This pump is used for hand lotions, i.e. thick (high viscosity) liquids.
There are two metal balls inside this pump. The large lower ball fits inside the first few turns of the spring. The middle turns of the spring are of reduced diameter so they act as a stop for the ball.
This particular version of hand pump is patented by Calmar, Inc. though many fairly similar pump mechanisms exist.
Impeller Mechanism, Basic
Probably this is the most versatile pump of all. Impeller mechanisms are the basis of thousands of types of pumps.
The number of blades can vary from 1 to 10 or more. They operate over a wide speed range — from less than 30 to more than 3000 RPM.
Impeller pumps are excellent for moving impure liquids since they do not clog very easily. For very impure liquids such as sludge, a single blade is sometimes used.
Impeller pumps range in diameter from less than a quarter inch to 10 feet or more. Sometimes they have diffusers to increase efficiency.
Sometimes the output of one impeller is fed directly into another impeller to increase the head. As many as six or ten might be linked together, or connected in two facing sets to double the output and even the pressures on the shaft and pump casing.
Impeller, Single Lobe
A single vane impeller is almost impossible to clog, therefore, it is commonly used for liquids that contain solid materials in suspension.
Impeller Mechanism, 2-Lobe
By having only two vanes, the risk of clogging from foreign matter in the fluid being pumped is reduced over a pump with more vanes. (For even messier fluids a single vane can be used.)
This type of pump might be used for pumping sludge or other contaminated liquids. It is also common for moving liquid paper stock.
All of the head in an impeller type pump is created by the impeller itself. The rest of the parts induce losses to the maximum head.
Losses are induced by friction of the fluid against the sides of the parts, by mechanical friction of the pump shaft, and from hydraulic efficiency losses such as fluid eddies and changes in direction (which takes energy).
Impeller Diffuser Pump
The efficiency of the Impeller Pump can be greatly increased by the addition of stationary Diffuser Vanes.
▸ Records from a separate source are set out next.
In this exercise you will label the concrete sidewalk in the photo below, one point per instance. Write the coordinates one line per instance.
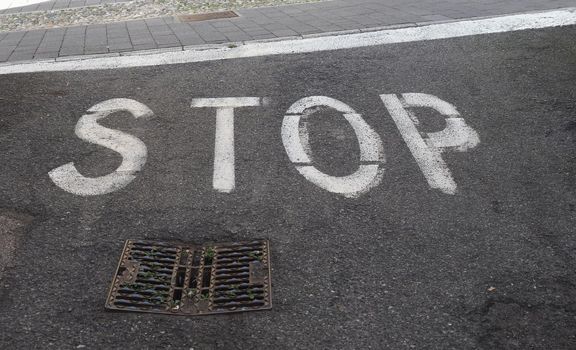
(252, 24)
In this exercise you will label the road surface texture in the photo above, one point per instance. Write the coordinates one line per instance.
(402, 266)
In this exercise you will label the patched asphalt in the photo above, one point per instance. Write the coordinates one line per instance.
(403, 266)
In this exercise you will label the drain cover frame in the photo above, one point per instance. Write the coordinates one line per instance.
(187, 279)
(199, 17)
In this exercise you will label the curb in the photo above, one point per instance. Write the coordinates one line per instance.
(232, 44)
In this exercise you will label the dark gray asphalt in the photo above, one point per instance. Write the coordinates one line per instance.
(401, 267)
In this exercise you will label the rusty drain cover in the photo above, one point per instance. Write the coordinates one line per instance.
(207, 16)
(187, 279)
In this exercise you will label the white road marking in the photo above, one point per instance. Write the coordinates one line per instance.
(554, 18)
(295, 139)
(427, 149)
(133, 151)
(224, 169)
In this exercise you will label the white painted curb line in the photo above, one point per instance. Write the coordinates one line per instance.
(547, 19)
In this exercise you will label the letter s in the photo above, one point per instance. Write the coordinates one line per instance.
(132, 150)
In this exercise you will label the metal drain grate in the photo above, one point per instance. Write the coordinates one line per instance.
(207, 16)
(174, 278)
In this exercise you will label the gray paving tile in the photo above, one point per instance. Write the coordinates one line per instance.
(90, 50)
(260, 23)
(44, 55)
(21, 56)
(166, 40)
(146, 46)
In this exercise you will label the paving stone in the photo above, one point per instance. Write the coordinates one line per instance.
(43, 55)
(90, 50)
(259, 23)
(146, 46)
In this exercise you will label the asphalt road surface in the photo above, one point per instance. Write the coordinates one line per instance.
(401, 264)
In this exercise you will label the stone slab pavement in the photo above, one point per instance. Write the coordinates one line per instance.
(252, 24)
(56, 5)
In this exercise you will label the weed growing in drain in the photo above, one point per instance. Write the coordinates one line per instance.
(255, 256)
(210, 252)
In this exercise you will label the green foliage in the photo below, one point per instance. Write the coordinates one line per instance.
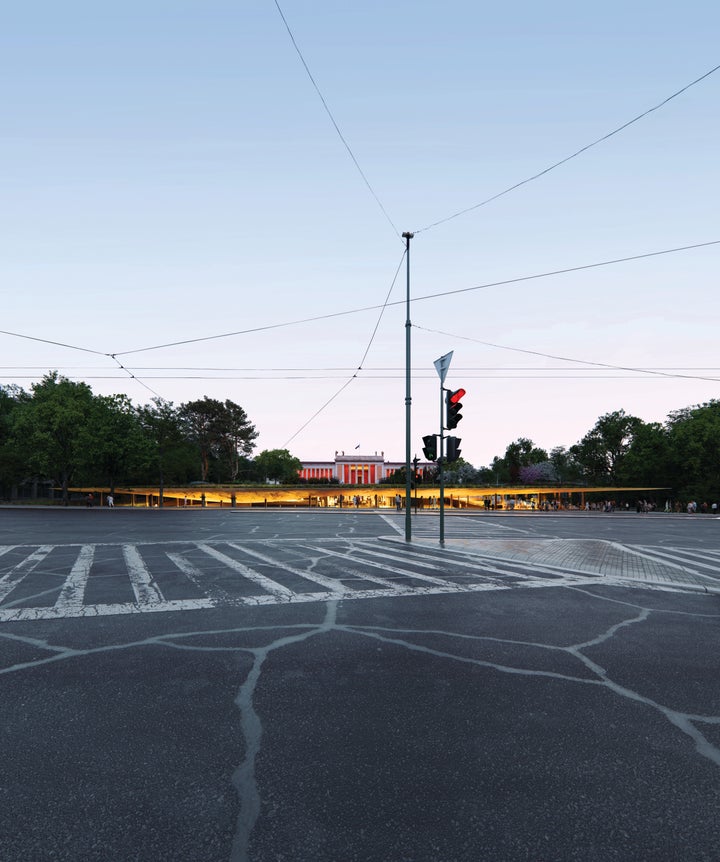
(601, 451)
(53, 430)
(221, 431)
(277, 465)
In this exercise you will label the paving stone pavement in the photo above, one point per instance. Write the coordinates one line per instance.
(588, 556)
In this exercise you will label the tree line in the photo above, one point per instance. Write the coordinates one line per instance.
(61, 432)
(681, 455)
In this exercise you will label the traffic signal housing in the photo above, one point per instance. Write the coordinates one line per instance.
(453, 408)
(430, 447)
(452, 449)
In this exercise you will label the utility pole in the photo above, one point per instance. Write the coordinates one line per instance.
(441, 366)
(407, 236)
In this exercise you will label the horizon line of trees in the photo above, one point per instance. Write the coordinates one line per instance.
(63, 433)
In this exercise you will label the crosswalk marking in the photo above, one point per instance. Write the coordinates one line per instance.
(147, 592)
(385, 567)
(329, 583)
(683, 558)
(264, 583)
(73, 590)
(9, 581)
(271, 571)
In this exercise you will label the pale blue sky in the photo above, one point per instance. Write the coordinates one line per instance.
(169, 173)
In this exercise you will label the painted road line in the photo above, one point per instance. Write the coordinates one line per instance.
(683, 556)
(146, 590)
(72, 593)
(264, 583)
(428, 579)
(674, 561)
(9, 581)
(329, 583)
(217, 594)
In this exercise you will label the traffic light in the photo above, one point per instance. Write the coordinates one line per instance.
(430, 447)
(453, 414)
(452, 446)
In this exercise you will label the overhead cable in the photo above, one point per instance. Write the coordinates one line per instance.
(572, 155)
(332, 120)
(485, 286)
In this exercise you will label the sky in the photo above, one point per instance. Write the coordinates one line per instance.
(207, 198)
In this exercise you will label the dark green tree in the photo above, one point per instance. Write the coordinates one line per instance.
(694, 444)
(218, 429)
(601, 451)
(12, 467)
(522, 453)
(277, 465)
(118, 439)
(162, 427)
(53, 429)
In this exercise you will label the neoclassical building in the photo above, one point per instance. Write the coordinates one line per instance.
(354, 469)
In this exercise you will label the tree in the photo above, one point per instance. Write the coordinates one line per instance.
(522, 453)
(11, 464)
(694, 444)
(277, 465)
(218, 428)
(53, 428)
(601, 451)
(117, 438)
(163, 431)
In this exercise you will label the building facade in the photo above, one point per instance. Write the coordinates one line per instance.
(354, 469)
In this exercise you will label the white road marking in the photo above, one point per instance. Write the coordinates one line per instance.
(387, 568)
(73, 590)
(9, 581)
(147, 592)
(329, 583)
(264, 583)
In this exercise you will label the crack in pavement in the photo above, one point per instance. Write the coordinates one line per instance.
(244, 776)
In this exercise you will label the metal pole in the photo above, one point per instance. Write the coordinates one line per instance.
(407, 236)
(441, 461)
Large Impeller-diffuser pumps can achieve efficiency ratings of 90 percent.
The number of diffuser vanes is always different than the number of impeller vanes. This is so that the edges of the rotating impeller vanes do not come close to all the ends of the diffuser vanes at the same time.
This prevents thumping or knocking, and excessive buildup of pressures.
In this drawing the innermost set of vanes revolves and the outer set is stationary.
Impeller Diffuser, Multi-Stage
Multi-stage impeller pumps have substantially increased heads over single-impeller types.
In the model shown, there are five rotating impellers in sequence, with the intake from the lower hole on the left and the outlet at the lower right. The upper two holes connect to the lower holes, balancing intake and outlet pressures on the shaft.
The liquid swirls with the rotation of the pump. As many as 12 separate impellers are often connected together to increase flow rates and head.
In many models the fluid enters at either end and works towards the middle, or enters one end and immediately after the first impeller, is sent to the opposite end to the second impeller, then back to the first end, and so on, exiting in the middle.
The advantages of such a system are improved pressure balance on the shaft and relatively low pressure around the seals. On the pump shown the right-hand seal has the pressure of four stages pushing against it.
Infusion Pumps are used to deliver very small quantities of drugs over long periods of time. They are also commonly called Syringe Pumps.
A worm gear (shaft) slowly turns, moving the plunger of the syringe in, and pushing the medication out. These can also be used in reverse to withdraw fluids.
Here the action is shown much faster than it usually would be. The injection might take place over a period of many hours.
A typical infusion pump might have a flow rate range from .2 cubic centimeters (cc) to 500cc per hour. At .2cc per hour, a 10cc syringe would require 50 hours to empty.